An oversight of a different order undercuts the analysis of the illustration itself. Matthews misses the most bizarre and compelling figure in the scene: a misshapen, dwarf-like maid whose face is obscured by part of another woman's dress. Looking as if she had wandered in from The Nightmare, she slides up the back of the central female character. It seems somehow fitting that she is ignored by the ladies if not the artist, for as a representative of the working class, she represents all that must be erased to ensure their luxury, elegance, and taste. Reading this picture in light of The Nightmare, however, enables us to see the maid as a repressed version of the central lady, her dreadful alter ego, the succubus of the lower orders threatening to engulf the upper class. Fuseli may abandon the sublime in his book ventures but he never forgets the Gothic horrors of his earlier painting. In offering us an allegory of looking and overlooking, this particular illustration may indicate a blind spot in the volume's own commitment to multiple perspectives, its hesitancy to fully engage social consciousness or the awareness of class.

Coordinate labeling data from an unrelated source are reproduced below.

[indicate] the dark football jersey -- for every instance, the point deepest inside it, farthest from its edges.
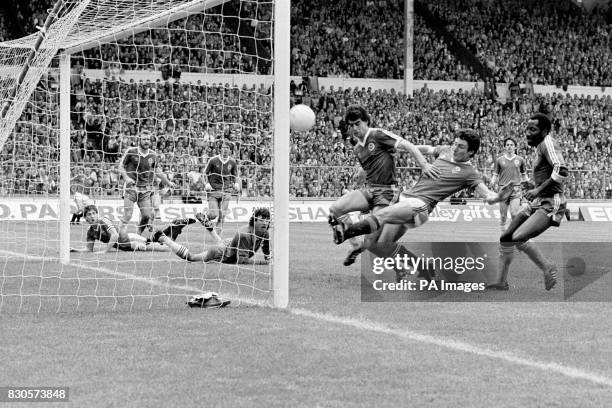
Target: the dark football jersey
(245, 243)
(221, 174)
(509, 170)
(454, 177)
(376, 156)
(549, 163)
(101, 230)
(140, 166)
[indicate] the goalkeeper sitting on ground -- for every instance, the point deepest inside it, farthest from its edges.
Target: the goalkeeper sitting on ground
(102, 229)
(240, 249)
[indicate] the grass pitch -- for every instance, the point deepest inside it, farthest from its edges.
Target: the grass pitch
(130, 342)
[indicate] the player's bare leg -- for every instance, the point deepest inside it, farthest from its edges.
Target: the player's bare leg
(213, 208)
(353, 201)
(146, 213)
(223, 209)
(399, 213)
(503, 215)
(128, 211)
(357, 244)
(522, 228)
(534, 226)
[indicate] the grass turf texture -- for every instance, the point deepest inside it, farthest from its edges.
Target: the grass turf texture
(168, 355)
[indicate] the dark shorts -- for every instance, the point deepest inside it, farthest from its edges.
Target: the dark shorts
(220, 253)
(381, 196)
(554, 207)
(219, 196)
(517, 194)
(139, 196)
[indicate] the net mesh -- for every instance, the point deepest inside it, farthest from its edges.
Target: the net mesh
(193, 74)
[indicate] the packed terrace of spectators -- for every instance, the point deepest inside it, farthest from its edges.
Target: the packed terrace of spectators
(188, 120)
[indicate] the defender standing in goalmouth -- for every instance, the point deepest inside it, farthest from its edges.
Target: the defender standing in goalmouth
(138, 166)
(546, 205)
(221, 180)
(509, 168)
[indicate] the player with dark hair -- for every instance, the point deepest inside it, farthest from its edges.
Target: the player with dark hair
(546, 206)
(102, 229)
(221, 181)
(509, 168)
(239, 249)
(139, 167)
(375, 149)
(456, 172)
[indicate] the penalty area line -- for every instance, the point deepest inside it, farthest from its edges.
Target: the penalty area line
(459, 346)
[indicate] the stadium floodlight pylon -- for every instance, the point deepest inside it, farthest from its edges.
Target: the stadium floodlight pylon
(75, 26)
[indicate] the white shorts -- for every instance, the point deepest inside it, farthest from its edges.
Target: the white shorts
(421, 210)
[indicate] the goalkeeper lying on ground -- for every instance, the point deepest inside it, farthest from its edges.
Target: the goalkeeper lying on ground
(102, 229)
(240, 249)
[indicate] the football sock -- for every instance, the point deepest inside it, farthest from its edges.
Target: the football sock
(182, 252)
(363, 227)
(506, 255)
(355, 242)
(534, 254)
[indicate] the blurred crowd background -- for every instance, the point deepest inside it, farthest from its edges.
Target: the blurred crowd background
(516, 42)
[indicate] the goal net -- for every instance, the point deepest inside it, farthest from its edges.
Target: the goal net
(79, 95)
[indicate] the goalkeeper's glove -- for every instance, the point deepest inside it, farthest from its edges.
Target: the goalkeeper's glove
(527, 185)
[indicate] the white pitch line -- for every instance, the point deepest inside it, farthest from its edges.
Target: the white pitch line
(363, 324)
(455, 345)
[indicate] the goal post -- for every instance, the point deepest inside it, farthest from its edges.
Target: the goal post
(232, 102)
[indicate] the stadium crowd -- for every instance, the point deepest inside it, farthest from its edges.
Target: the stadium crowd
(545, 42)
(189, 119)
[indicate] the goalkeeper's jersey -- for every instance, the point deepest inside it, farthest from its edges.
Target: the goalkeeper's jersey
(245, 244)
(140, 166)
(101, 230)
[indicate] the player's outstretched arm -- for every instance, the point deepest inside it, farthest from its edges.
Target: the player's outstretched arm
(182, 251)
(111, 242)
(427, 168)
(164, 178)
(88, 247)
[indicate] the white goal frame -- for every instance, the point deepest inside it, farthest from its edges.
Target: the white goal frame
(281, 56)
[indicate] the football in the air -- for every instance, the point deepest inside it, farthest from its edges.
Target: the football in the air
(302, 118)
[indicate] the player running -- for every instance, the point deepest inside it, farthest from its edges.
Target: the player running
(240, 249)
(139, 167)
(456, 172)
(546, 206)
(221, 180)
(509, 168)
(102, 229)
(374, 149)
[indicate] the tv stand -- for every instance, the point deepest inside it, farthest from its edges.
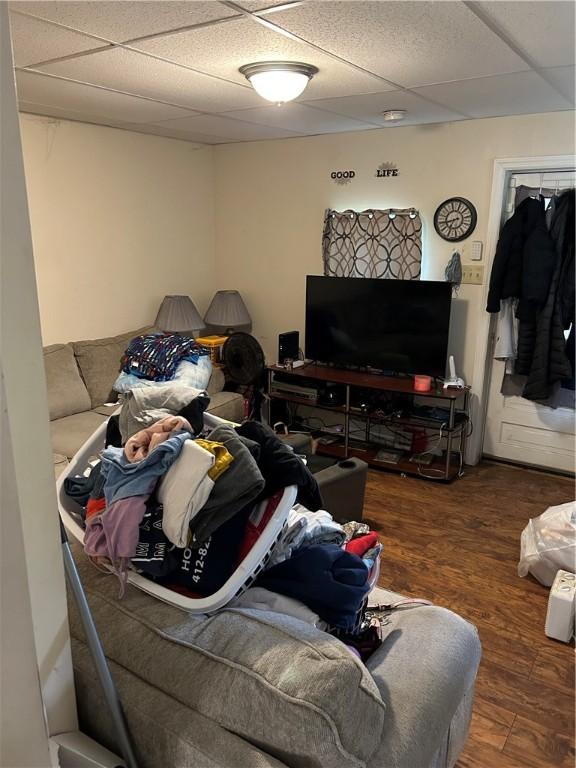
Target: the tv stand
(441, 426)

The collection is much better for Martin Myrone's bracing coda, which must have induced a tremor of panic among the editors. "There are questions here as well," he begins innocently enough, but then asks: "in the absence of a synoptic survey of book illustration in this period, can our analysis be sufficiently systematic?" (292). To his great credit (and courage), Myrone considers "the costs as well as the benefits of the 'democratization of British art'" embodied in the illustration (297). He worries about "the commercialization of culture" and, in polite opposition to Shannon, the "by no means wholly compatible perspectives of artists, engravers, publishers, printers, booksellers, and consumers" (293). And he offers a much more sobering portrait of the profession of illustration than we get in the volume, citing a number of examples from figures like the great Stothard himself, who counsels a young painter to avoid the book business and "stick with portrait painting" (qtd. 295). Myrone's most incisive point, however, concerns the decontextualization and privatization of the illustration and, returning to the problem of scale, "the loss of even the possibility of heroic, virtuous action" (297). In the end, the question he implicitly asks is a moral one. Does the history of illustration in this period leave us only--as he says-- "with consumer choices, a market society absorbed by the pursuit of personal pleasures and interests without self-understanding" (298)? This vital question prompts contributors and academic readers alike to reflect on whether their investment in the "micro-historical detail" of book and vignette illustration, or even for that matter broader literary investigations, are enough in "our post-Trump, post-Brexit era" (298).

Grant F. Scott is Professor of English at Muhlenberg College in Pennsylvania.